Obama looking to regain his footing in South Carolina primary
January 19, 2008
WASHINGTON (AP) – Hillary Rodham Clinton has wind at her back. Barack Obama could use a gale.
After a brawling presidential contest in Nevada, Clinton heads into the next battleground of South Carolina with back-to-back victories. For Obama, whose Jan. 3 Iowa victory recedes with time, South Carolina is where he must regain his footing in time for the Feb. 5 megacontest when 22 states will be in competition.
Obama is relying on black voters, who make up more than half of the South Carolina Democratic electorate. Most polls have him leading Clinton in the state. But Clinton has won over many influential black leaders and had led in the state before Obama’s Iowa victory established him as a strong contender.
Clinton is likely to continue to be strong among women voters. They gave her a big advantage in Nevada on Saturday.
Six out of 10 of these attending the state’s caucuses were women and nearly half of them backed her, according to a survey of caucus attendees. One in three women supported Obama.
She and Obama split men about evenly. Clinton also prevailed among white voters, getting half of them compared to Obama’s one in three. The white vote made up two-thirds of the overall vote.
Black voters heavily favored Obama, but made up fewer than one in five voters.
That won’t be the case in South Carolina. By Friday night, at a Martin Luther King Jr. banquet in Nevada, Obama already was making his case for black voters to stick with him.
“Sometimes we’ve got that thing in our heads that says we cannot do something,” he said as his largely black audience shouted “Yes!” in response. “We have been told for so long it’s not possible. We’ve got to wait for somebody else to tell us it’s possible before we decide it’s possible. But let me tell you, I’m here to say it’s possible. We’re doing it right now. Don’t tell me I can’t do something!”
That kind of exhortation is likely to continue throughout the week, boosted by Monday’s observation of the Martin Luther King holiday.
“Obama has to really take South Carolina to reassert his place in the order,” said Scott Huffmon, a political scientist at Winthrop University in Rock Hill, S.C.
The week leading to the Nevada caucuses was one of the most contentious in the Democratic contest so far, and Obama, Clinton and John Edwards head to South Carolina with no sign the race will turn genteel in the South.
Clinton backers went to court in an unsuccessful effort to block special precinct caucuses in Nevada seen as beneficial to Obama. Clinton herself then charged that Obama wasn’t steadfast enough against a Nevada nuclear waste site.
Obama backers ran a Spanish language ad calling Clinton “shameless” and said the New York senator “does not respect our people.” Then Obama did a Vegas style standup routine that skewered her and got laughs to boot.

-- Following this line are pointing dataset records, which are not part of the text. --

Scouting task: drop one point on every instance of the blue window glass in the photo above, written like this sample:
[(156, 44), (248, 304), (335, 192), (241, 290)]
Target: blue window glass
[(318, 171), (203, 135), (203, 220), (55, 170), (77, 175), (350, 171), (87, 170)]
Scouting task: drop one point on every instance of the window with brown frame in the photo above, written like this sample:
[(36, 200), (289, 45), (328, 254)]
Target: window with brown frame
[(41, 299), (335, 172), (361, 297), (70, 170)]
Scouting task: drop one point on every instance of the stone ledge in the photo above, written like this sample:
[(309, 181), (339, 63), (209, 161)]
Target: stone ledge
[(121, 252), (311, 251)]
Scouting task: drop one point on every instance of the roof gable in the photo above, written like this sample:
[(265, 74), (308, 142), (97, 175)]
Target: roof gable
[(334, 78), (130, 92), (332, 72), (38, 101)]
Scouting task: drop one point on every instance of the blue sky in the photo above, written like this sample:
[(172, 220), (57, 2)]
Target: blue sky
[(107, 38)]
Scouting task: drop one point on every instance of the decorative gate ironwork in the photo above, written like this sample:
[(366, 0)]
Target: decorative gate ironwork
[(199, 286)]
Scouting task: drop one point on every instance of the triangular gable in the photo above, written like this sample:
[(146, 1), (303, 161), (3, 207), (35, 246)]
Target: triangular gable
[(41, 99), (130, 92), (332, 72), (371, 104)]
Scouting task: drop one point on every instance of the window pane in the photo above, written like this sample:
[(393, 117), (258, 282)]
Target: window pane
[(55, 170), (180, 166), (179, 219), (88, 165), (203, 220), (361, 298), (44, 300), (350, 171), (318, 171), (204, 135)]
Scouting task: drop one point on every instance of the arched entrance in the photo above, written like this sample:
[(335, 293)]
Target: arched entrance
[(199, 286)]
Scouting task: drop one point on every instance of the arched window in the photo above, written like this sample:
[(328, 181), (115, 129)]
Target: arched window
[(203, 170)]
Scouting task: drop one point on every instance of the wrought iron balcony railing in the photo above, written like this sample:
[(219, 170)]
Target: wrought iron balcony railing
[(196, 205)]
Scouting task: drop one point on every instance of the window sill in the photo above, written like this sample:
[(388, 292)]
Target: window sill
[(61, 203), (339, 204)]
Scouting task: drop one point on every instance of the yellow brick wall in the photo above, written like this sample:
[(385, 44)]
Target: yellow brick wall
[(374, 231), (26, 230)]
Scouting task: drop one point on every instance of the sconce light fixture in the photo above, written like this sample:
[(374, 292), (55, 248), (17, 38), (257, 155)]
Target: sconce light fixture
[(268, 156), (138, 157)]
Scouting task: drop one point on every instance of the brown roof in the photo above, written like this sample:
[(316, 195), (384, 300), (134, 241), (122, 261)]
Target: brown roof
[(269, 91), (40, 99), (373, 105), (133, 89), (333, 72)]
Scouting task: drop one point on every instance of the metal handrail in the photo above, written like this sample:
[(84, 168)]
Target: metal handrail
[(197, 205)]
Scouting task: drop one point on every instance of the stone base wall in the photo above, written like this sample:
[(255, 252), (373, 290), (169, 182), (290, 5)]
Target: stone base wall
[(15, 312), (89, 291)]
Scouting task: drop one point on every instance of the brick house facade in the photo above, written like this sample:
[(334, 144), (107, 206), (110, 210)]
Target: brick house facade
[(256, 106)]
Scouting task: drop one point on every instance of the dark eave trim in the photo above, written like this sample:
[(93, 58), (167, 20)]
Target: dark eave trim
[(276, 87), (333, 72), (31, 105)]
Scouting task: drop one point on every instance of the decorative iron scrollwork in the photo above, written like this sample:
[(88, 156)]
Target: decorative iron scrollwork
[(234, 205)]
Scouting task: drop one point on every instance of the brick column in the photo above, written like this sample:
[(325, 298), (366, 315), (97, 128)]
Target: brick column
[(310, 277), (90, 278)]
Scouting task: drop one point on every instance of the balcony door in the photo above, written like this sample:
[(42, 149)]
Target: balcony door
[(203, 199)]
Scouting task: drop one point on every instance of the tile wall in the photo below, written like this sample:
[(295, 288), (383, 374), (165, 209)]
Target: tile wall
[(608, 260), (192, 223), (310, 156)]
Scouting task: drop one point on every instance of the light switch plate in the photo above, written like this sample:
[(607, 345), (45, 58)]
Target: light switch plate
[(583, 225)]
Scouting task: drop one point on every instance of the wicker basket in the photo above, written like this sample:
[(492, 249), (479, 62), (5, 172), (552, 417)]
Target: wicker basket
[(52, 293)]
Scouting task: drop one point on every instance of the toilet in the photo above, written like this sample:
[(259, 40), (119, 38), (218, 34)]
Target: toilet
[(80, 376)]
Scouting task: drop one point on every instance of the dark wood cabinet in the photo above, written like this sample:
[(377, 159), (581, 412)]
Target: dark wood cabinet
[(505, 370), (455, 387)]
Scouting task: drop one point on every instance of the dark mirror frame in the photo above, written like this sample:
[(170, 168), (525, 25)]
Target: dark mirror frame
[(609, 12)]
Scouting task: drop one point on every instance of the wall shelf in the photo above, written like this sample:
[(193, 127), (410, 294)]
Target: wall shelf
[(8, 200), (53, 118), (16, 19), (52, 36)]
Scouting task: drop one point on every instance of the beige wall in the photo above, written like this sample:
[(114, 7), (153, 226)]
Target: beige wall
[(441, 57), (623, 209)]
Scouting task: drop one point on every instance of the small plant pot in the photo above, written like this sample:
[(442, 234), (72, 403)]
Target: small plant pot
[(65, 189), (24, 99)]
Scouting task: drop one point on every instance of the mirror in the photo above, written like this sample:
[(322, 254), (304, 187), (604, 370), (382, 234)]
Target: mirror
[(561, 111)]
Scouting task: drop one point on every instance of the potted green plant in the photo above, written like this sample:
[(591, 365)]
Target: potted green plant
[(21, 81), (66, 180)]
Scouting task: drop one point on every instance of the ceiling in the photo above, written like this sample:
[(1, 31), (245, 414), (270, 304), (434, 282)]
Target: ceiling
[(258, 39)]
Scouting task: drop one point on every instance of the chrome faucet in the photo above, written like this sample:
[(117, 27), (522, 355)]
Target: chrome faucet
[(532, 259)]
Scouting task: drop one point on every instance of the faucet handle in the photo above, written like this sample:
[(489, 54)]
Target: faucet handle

Pushed to the front of the presidential calendar by the Democratic National Committee, Nevada was the Democrats’ opportunity to tend to a different voting bloc. After competing in white, homogenous Iowa and New Hampshire, Nevada offered a chance to change focus and pay heed to Latino voters, a growing population in the state. That then leads to South Carolina and its large number of black voters.
Along the way, the outreach turned sour. Clinton, trying to make a point about presidential leadership, said it took President Lyndon Johnson to pass civil rights legislation envisioned by Martin Luther King Jr. Obama said the remark suggested to some that Clinton was diminishing King’s historic role.
Clinton backer and BET founder Robert Johnson implied that while the Clintons were actively involved in civil rights, Obama was experimenting with drugs and other youthful indiscretions.
During a debate Tuesday in Las Vegas, Clinton and Obama called for a truce on the subject of race.
While that bit of peace held, the campaigns let loose on other fronts.
Late in the week, a federal judge rejected efforts by Clinton backers to halt the use of special precincts to help casino employees caucus along the Las Vegas Strip. Many of the workers are members of the Culinary Workers Union, which backed Obama.
But the judge’s ruling did not come soon enough. The union had already fired back, airing an ad in Spanish that denounced Clinton and said “she does not respect our people.”
Those were tough words in a contest that was supposed to let the Democratic Party embrace Latino voters, not drive a wedge through them.
Obama, urged by Clinton and Edwards to denounce the ad, did not.
Now comes South Carolina, no stranger itself to fight night politics.